« Les travaux sont entrés dans la phase de compte à rebours », affirme le Groupement Unis pour le canal (GUPC), consortium en charge de l’essentiel des travaux.
Selon le GUPC, qui regroupe les groupes espagnol Sacyr, italien Salini Impregilio, belge Jan de Nul et panaméen Constructora Urbana, « 95% du chantier est terminé et les tests sur les structures et les systèmes installés ont donné des résultats excellents dans tous les domaines ».
Le message se veut rassurant, après un énième soubresaut dans le plus grand chantier d’ingénierie au monde : l’apparition, révélée dans une vidéo apparemment tournée par des ouvriers, de fissures sur un mur d’une des nouvelles écluses, côté Pacifique.
Cette découverte avait fait craindre le pire pour ce projet qui compte déjà un an et demi de retard.
Mais le GUPC minimise l’incident, affirmant que les fissures seront comblées avec « un type spécial d’acier ».
Le consortium « s’est engagé à répondre à l’ensemble des exigences du contrat » et à livrer la nouvelle voie « en avril 2016 », rappelle à l’AFP Jorge Quijano, l’administrateur du canal.
Toute une série de « tests sera effectuée durant au moins trois mois, avant de pouvoir passer aux ultimes essais impliquant la navigation de navires », a-t-il précisé.
« D’un point de vue technique, ces fissures ne doivent pas retarder la livraison des nouvelles écluses », assure à l’AFP Olmedo Garcia, directeur de l’Institut du canal de Panama, qui dépend de l’université nationale, précisant qu' »une commission indépendante a effectué une révision et a conclu que ce n’était pas si grave ».
– Conflits sociaux et financiers –
Ce nouvel incident survient toutefois dans le cadre de travaux, débutés en 2007, qui ont depuis longtemps raté le rendez-vous initial d’une inauguration en 2014, censée coïncider avec le centenaire du célèbre canal.
Miné par les conflits sociaux et financiers, le chantier a explosé son budget de départ, de 5,25 milliards de dollars.
Le GUPC veut facturer les importants surcoûts, qu’il estime à au moins 2,39 milliards de dollars (environ 2 milliards d’euros), à l’Autorité du canal de Panama (ACP).
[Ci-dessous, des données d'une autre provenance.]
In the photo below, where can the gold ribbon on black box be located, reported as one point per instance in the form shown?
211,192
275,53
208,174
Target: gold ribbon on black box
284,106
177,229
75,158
La dispute a conduit au blocage des travaux pendant 15 jours en 2014 et fait désormais l’objet d’une procédure d’arbitrage international.
En août 2015, un appel à la grève des ouvriers, qui faisait suite à de précédents arrêts de travail, a lui fait planer un nouveau risque de retard sur le chantier, poussant le GUPC à concéder une augmentation des salaires pour éviter la paralysie du projet.
« Au total, ce sont près de 100 millions d’heures de travail qui ont été réalisées jusqu’ici », précise le consortium chargé des travaux.
Depuis son inauguration il y a un siècle, plus d’un million de navires ont croisé dans les eaux du canal de Panama, projet lancé par des Français puis repris par les États-Unis, qui en ont gardé la propriété jusqu’à sa rétrocession au Panama en 1999.
Avant même son élargissement, le canal a battu son record de marchandises transportées, avec 340 millions de tonnes entre octobre 2014 et septembre 2015, a indiqué jeudi Jorge Quijano à l’AFP, et des revenus proches du record historique, à 2,61 milliards de dollars.
Aujourd’hui 5% du commerce maritime mondial transite par ce canal, long de 80 kilomètres.
Ses nouvelles écluses seront « fiables durant 100 ans », un engagement stipulé dans le contrat selon Olmedo Garcia.
Djurdjica Kuntich, présidente de la Société panaméenne d’ingénieurs et architectes, souligne que c’est la responsabilité du consortium de « garantir que ce projet dure le temps prévu dans le contrat ».
Agrandir le canal est essentiel pour le pays centraméricain, car cela permettra le passage de navires dits Post-Panamax transportant jusqu’à 14.000 conteneurs, le triple de la capacité actuelle.
De quoi offrir d’importants revenus supplémentaires à l’Etat, qui en tire déjà 1 milliard de dollars par an, soit 10% de ses recettes fiscales, un chiffre qu’il espère bien tripler dès 2025.